The ALA's executive board voted on Wednesday to pursue legal action and is still working out the details of the brief and the timing of the filing.
The filtering amendment, which was attached to a sweeping appropriations bill that passed in December, would force schools and libraries that receive federal funds to use some sort of filtering technology to weed out visual depictions of material deemed inappropriate for children. Schools and libraries have three months to submit their filtering plans.
Immediately after the bill passed, the American Civil Liberties Union and the ALA vowed to challenge it in court, saying it stifled First Amendment rights by blocking content.
In its suit, the ALA will focus on the effect the law will have on all libraries, arguing that the requirement could further widen the so-called digital divide. Critics of mandatory filtering argue that the requirement forces people who rely on public computers for Internet access to see only pre-screened content--a restriction that those with home computers don't have.
The ALA is one of several groups that have challenged tech restrictions on free speech in the past. However, the group will likely pursue legal action on its own this time because of its broad focus on all libraries. The ACLU, on the other hand, is expected to address only public libraries. The Center for Democracy and Technology, a vocal opponent of mandatory filtering, doesn't plan to sign on as a plaintiff at this point but instead will provide research and support.
Filtering software has been criticized, particularly because it sometimes blocks material that's not controversial, such as information on health care or political candidates. Critics of the bill fear that the measure could block school children from seeing educational material.

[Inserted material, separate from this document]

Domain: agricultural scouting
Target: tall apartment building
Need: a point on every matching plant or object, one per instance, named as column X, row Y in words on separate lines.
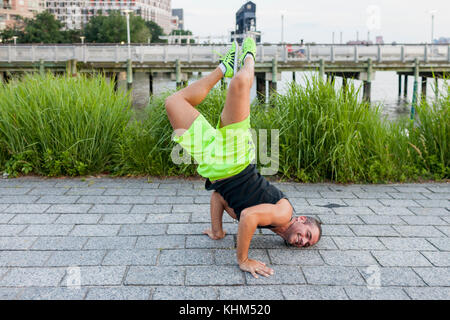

The ALA has been vocal and active about free speech issues. Five years ago, it joined a successful challenge to the Communications Decency Act, which would have regulated Web content deemed harmful to minors had the Supreme Court not declared it unconstitutional. And most recently, it filed a friend-of-the-court brief in the Napster case, arguing that shutting down the service could have chilling consequences for any entity that catalogs information for others to use, including libraries and search engines.